Opéra, 28 avril
Quatre-vingt-onze ans ! C’est le temps qu’il aura fallu pour qu’une scène française remonte Guercœur, depuis sa seule et unique reprise, à l’Opéra de Paris, en mars 1933, après la création intégrale, en avril 1931, alors qu’Albéric Magnard (1865-1914) n’était plus de ce monde, depuis le début de la Première Guerre mondiale.
Par un curieux paradoxe de l’Histoire, c’est à l’Allemagne qu’on doit, jusque-là, d’avoir remis, sous les feux de la rampe, le deuxième opéra du compositeur français. Une impulsion en provenance d’Osnabrück, le petit théâtre de Basse-Saxe s’étant, en effet, risqué le premier, en juin 2019, à affronter les trois heures de musique de Guercœur. Grâce soit, cette fois, rendue à Alain Perroux, directeur général de l’Opéra National du Rhin, de reprendre l’ouvrage de ce côté-ci du fleuve.
Pour l’occasion, Christof Loy a laissé de côté toute relecture hasardeuse, au profit d’une mise en scène dépouillée, ascétique presque, aussi respectueuse des situations et enjeux du livret qu’en véritable service minimum, pour ce qui est de l’expérience théâtrale.
Une tournette présente, alternativement, un mur noir, pour le monde céleste, occupé par des personnages en tenues de soirée, et un mur blanc, pour le monde terrestre, où les nantis réclament toujours plus d’argent. Hormis la scène de baptême de Guercœur, prêt à réintégrer l’univers des vivants, et son accompagnement par Souffrance, on fait très vite le tour d’un spectacle, hélas, assez sommaire.
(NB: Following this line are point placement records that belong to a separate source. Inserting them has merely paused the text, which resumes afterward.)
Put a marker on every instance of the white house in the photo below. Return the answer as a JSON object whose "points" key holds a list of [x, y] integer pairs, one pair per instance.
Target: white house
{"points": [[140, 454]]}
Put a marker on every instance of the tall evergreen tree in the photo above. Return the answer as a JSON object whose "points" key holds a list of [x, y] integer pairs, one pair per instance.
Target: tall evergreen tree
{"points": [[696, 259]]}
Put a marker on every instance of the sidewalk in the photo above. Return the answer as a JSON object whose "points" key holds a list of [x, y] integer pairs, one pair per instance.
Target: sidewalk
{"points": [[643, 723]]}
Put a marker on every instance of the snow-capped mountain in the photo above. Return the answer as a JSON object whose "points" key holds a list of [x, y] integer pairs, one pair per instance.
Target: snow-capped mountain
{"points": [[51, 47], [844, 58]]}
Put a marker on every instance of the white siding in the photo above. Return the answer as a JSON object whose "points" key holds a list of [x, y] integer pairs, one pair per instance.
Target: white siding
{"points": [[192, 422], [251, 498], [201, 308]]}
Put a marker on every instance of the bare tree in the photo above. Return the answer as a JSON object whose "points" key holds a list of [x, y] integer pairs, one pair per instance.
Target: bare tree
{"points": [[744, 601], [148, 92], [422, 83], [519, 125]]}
Le véritable artisan du succès de cette nouvelle production est Ingo Metzmacher : avec un mélange d’urgence et d’attention à ne jamais laisser la musique s’empâter, il rend justice à toutes les facettes de l’orchestre de Magnard. Dans une absolue clarté des textures, et sans une once de pathos, le chef salue et souligne les influences de l’écriture, du la bémol majeur final, très « parsifalien », au motif de Giselle et son triolet à la Bruckner, idéalement modelé à la flûte, en passant par un quatuor vocal, diaphane et vibrant à la fois, et des scènes de foule, fracassantes comme il se doit.
Tout au plus peut-on regretter la coupure de la deuxième scène de l’acte central, équivalent des Filles-Fleurs chez Wagner, et de la courte rencontre entre Heurtal et Guercœur, précédant la révolte.
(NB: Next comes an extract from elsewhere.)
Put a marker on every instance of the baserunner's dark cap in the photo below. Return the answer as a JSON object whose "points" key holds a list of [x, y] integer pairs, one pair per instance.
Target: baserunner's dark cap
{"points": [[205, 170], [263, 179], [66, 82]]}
L’Orchestre Philharmonique de Strasbourg, en dépit de quelques fragilités sporadiques, rivalise d’éloquence des bois solistes, porté par des cordes chauffées à blanc, notamment dans un dernier acte irradiant de lumière. Le Chœur de l’Opéra National du Rhin, hors salle pour « Le temps n’est plus, l’espace n’est plus », ne manque ni d’engagement, ni de densité, mais les saillies de l’insurrection sont incompréhensibles, et son dernier, et si important, « Espoir ! » est noyé dans la lave instrumentale.
L’élocution reste, aussi, le point faible de la distribution, sauf chez ses deux éléments les plus brillants. Stéphane Degout, d’abord, triomphe de la longueur des phrases, de l’ampleur des aigus et de la noblesse du rôle-titre, avec un timbre d’une parfaite égalité, quel que soit le registre, un relief des mots et un art de la ligne absolument magistraux. Creusant même les instincts plus sombres du personnage – ce « Parjure ! » à Giselle, à faire trembler les murs –, le baryton distille un « Je souffre » à la longueur de souffle infinie.
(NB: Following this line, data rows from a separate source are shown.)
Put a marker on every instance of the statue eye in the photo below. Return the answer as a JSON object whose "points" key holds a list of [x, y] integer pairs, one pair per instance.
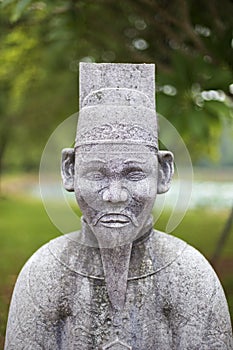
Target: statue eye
{"points": [[95, 176], [137, 175]]}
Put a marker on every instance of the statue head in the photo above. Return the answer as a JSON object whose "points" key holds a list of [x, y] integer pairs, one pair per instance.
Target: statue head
{"points": [[116, 169]]}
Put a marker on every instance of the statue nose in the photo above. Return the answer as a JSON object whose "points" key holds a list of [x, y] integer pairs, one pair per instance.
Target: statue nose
{"points": [[115, 193]]}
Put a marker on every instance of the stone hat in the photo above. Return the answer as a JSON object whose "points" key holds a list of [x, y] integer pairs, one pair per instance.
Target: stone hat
{"points": [[117, 104]]}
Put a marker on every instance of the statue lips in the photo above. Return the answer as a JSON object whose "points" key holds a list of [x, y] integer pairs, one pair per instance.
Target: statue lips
{"points": [[114, 220]]}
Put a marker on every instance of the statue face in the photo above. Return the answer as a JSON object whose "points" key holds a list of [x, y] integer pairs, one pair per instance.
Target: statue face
{"points": [[115, 187]]}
Le ténor Julien Henric donne à Heurtal, l’ancien disciple de Guercœur, des accents d’une vraie insolence, diction impeccable et radiance du timbre trahissant son impatience quasi morbide à incarner les oripeaux de dictateur. La mezzo Antoinette Dennefeld n’a pas les mêmes qualités en Giselle, trop tournée vers la fureur, d’un tranchant hors de propos et d’une émission instable.
Chez les déesses, aussi, les incarnations sont contrastées. D’une présence imposante, même dans le plus grand statisme scénique, Adriana Bignagni Lesca offre, en Souffrance, un contralto charnu aux voyelles floues, tandis que la soprano Gabrielle Philiponet, en Beauté, abîme la joliesse de son timbre, en forçant dès qu’approche le troisième registre.
La mezzo Eugénie Joneau insuffle à Bonté toute la rondeur requise, avec un français châtié et une ligne comme en apesanteur, au-dessus du chœur, au début du III. Catherine Hunold, enfin, a l’exact format vocal de Vérité, celui d’un soprano dramatique, moins épais que dardé.